Research: nomadic herders

Impacts of nomadic grazing patterns
Researchers: Dr. Clyde Goulden

During the five years of the GEF project, a social anthropologist met two or three times each summer with each of the herder families around Lake Hövsgöl and our work expands this effort. We are continuing to monitor nomad movements, livestock numbers and behavior, and interview families about their livelihoods. Forty to fifty families migrate throughout the valleys on the east side of Lake Hövsgöl, moving their livestock herds to the lower valleys near the lake during the summer, and then moving up the valleys into the warmer (due to thermal inversions) mountainous watershed in the colder months.
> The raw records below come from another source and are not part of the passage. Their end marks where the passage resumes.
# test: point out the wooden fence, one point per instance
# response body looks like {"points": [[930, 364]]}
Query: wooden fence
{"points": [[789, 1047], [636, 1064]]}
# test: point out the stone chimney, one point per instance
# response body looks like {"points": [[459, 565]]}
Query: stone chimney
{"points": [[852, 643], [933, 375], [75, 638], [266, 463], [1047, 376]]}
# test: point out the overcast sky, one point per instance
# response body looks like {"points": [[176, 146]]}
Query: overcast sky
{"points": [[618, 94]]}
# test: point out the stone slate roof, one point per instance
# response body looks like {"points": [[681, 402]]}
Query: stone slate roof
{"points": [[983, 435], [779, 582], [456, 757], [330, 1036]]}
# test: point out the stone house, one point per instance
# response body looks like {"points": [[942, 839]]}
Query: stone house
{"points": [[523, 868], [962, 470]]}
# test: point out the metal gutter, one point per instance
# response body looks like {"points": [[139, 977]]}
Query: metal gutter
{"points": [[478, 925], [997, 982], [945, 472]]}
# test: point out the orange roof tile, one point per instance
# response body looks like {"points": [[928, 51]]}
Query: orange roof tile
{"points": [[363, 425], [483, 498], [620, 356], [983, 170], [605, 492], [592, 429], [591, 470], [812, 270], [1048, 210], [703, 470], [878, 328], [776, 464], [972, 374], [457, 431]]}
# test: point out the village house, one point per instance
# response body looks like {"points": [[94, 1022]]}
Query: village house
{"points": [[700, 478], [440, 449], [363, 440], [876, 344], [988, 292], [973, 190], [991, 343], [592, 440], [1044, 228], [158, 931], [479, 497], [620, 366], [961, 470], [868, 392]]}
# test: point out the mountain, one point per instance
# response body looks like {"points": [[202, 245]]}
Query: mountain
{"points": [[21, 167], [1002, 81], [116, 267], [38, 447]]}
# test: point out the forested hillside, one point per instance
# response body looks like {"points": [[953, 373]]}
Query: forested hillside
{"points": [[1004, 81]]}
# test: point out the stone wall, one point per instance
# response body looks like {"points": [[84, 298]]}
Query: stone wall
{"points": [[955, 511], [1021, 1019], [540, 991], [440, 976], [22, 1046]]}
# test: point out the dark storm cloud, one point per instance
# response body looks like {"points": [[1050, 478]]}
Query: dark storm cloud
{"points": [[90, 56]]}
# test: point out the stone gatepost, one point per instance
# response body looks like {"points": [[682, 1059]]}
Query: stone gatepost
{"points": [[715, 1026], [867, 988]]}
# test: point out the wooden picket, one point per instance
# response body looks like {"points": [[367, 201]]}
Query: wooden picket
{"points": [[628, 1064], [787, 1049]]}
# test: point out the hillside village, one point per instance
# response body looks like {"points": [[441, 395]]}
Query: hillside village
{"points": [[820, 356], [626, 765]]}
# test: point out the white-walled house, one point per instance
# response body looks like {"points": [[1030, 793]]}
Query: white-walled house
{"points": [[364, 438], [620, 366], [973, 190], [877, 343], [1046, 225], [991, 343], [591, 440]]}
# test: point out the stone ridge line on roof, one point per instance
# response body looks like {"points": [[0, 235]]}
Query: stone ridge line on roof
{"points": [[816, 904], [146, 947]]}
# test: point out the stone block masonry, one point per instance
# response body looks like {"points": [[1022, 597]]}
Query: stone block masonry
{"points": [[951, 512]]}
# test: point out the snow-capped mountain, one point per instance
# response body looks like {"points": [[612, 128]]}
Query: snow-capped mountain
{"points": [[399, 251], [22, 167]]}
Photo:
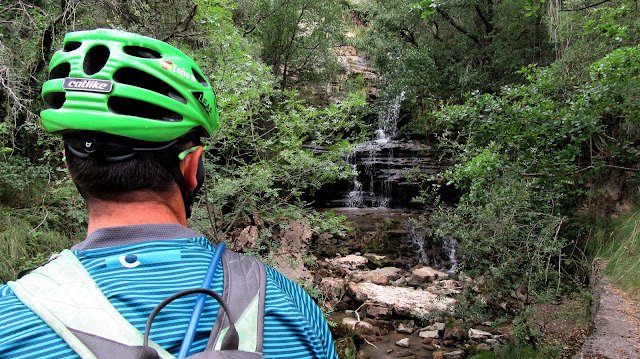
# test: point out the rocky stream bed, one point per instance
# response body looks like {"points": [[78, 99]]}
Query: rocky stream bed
{"points": [[386, 303]]}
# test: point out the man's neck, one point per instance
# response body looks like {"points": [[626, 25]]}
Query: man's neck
{"points": [[143, 207]]}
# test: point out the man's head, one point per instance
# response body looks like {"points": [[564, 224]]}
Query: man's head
{"points": [[126, 106]]}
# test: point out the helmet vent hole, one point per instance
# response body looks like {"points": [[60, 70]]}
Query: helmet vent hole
{"points": [[71, 45], [60, 71], [137, 78], [95, 59], [55, 100], [200, 78], [132, 107], [142, 52]]}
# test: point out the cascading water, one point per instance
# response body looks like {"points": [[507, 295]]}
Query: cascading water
{"points": [[416, 248], [450, 246], [415, 236], [373, 187]]}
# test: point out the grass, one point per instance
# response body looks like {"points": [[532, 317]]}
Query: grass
{"points": [[619, 244], [25, 243]]}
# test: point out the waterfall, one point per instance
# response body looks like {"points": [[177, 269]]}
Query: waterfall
{"points": [[373, 186], [421, 252], [416, 240], [450, 246]]}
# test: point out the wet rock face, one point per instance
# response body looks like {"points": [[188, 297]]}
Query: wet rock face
{"points": [[384, 170]]}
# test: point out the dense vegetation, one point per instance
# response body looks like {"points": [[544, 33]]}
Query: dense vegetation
{"points": [[537, 101]]}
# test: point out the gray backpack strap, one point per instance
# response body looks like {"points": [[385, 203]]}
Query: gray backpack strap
{"points": [[245, 287]]}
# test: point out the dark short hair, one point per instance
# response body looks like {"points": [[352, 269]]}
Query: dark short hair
{"points": [[97, 176]]}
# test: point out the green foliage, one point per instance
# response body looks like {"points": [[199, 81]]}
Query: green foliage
{"points": [[511, 235], [295, 36], [619, 244], [444, 49], [522, 156]]}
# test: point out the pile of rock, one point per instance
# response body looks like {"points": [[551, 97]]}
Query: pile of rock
{"points": [[384, 302], [388, 291]]}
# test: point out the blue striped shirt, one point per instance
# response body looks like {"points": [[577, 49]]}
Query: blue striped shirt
{"points": [[294, 327]]}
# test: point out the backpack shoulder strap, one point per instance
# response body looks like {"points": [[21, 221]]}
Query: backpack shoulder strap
{"points": [[63, 294], [245, 283]]}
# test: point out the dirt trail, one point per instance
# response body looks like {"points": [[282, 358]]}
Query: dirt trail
{"points": [[614, 324]]}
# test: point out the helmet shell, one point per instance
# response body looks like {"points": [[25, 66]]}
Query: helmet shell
{"points": [[128, 85]]}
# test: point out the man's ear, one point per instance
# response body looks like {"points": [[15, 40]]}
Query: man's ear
{"points": [[189, 167]]}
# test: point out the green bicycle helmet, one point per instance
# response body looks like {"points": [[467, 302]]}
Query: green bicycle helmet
{"points": [[123, 84]]}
Herder interviews consist of obtaining information about numbers and type of livestock, timing and location of seasonal movements throughout the ILTER research valleys, and understanding expenditures and income from selling products. A rider follows one herd's movements each day - tracking with GPS, defining the speed and width of grazing herd, and estimate the total area covered each day. Each herd is followed for a minimum of three days per summer.

Because of evidence that the combined effects of nomadic pastoralism and climate change have had a substantial impact on plant cover and productivity, causing degradation of pastures for the nomad's livestock, one goal is to encourage the herders to develop sustainable practices in the context of climate change. As part of this effort, the GEF project published a "Herder Handbook" in Mongolian to inform herders of northern Mongolia of these problems (English version). Our questionnaires follow up on the effectiveness of the Herder Handbook in encouraging sustainable practices.